Difference between revisions of "Chambers and Jurafsky, Unsupervised Learning of Narrative Event Chains, ACL 2008"

Revision as of 01:08, 29 November 2011

Reviews of this paper

Citation

Unsupervised Learning of Narrative Event Chains, by N. Chambers, D. Jurafsky. In Proceedings of ACL-08: HLT, 2008.

Online version

This paper is available online [1].

Summary

This paper addresses the problem of unsupervised extraction of narrative event chains, which are partially ordered sets of narrative events centered around a common protagonist. To extract narrative event chains, the paper assumes two things:

narrative coherence: verbs sharing co-referring arguments are semantically connected by virtue of narrative discourse structure
the protagonist: although a narrative has several participants, there is a central actor who characterizes a narrative chain, which is the protagonist

Narrative chains are somewhat related to structured sequences of participants and events that are called scripts (Schank and Abelson, 1977).
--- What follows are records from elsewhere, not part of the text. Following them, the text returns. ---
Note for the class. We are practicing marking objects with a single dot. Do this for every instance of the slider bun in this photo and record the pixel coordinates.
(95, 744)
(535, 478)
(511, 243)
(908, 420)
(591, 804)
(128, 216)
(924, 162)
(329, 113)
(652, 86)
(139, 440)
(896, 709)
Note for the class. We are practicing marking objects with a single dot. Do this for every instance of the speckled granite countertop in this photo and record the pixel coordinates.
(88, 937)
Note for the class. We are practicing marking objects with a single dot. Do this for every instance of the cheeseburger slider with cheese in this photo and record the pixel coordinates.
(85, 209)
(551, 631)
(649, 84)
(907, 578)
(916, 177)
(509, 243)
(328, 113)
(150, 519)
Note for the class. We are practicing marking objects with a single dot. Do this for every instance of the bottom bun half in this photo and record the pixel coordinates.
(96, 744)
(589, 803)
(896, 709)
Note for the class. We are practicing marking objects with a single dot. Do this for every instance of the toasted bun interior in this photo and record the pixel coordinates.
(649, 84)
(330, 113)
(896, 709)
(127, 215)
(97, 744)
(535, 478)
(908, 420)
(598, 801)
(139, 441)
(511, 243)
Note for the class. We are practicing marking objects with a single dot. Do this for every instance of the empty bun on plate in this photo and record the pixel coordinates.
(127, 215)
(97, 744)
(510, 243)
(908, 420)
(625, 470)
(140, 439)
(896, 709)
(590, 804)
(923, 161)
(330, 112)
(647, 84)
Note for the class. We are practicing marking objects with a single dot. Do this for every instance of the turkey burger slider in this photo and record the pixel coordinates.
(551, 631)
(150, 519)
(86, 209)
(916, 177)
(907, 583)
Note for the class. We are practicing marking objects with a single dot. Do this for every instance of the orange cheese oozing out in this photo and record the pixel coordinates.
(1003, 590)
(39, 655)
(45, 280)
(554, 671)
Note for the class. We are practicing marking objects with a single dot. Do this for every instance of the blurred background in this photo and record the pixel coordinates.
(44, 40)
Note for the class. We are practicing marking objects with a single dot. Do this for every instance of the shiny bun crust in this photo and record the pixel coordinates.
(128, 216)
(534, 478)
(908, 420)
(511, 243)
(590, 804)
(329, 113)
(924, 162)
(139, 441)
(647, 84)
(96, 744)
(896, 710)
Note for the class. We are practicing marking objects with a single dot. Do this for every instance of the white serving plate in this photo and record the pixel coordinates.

As covered in the guest lecture by Brendan O'Connor, scripts were central to natural language understanding research in the 1970s and 1980s for tasks such as question answering, story understanding, summarization, etc. For example, Schank and Abelson (1977)'s restaurant script which is proposed to understand text about restaurants based on the participants (customer, waiter, etc.), their actions or movements (entering, sitting down, ordering, ingesting, etc), and effects resulting from each actions which can be seen as a collection of events with some sort of (temporal) ordering. These scripts or template (or "sketchy scripts" in the case of DeJong's FRUMP system, 1982) were manually written. The purpose of this paper is to learn such "scripts" from a collection of documents automatically.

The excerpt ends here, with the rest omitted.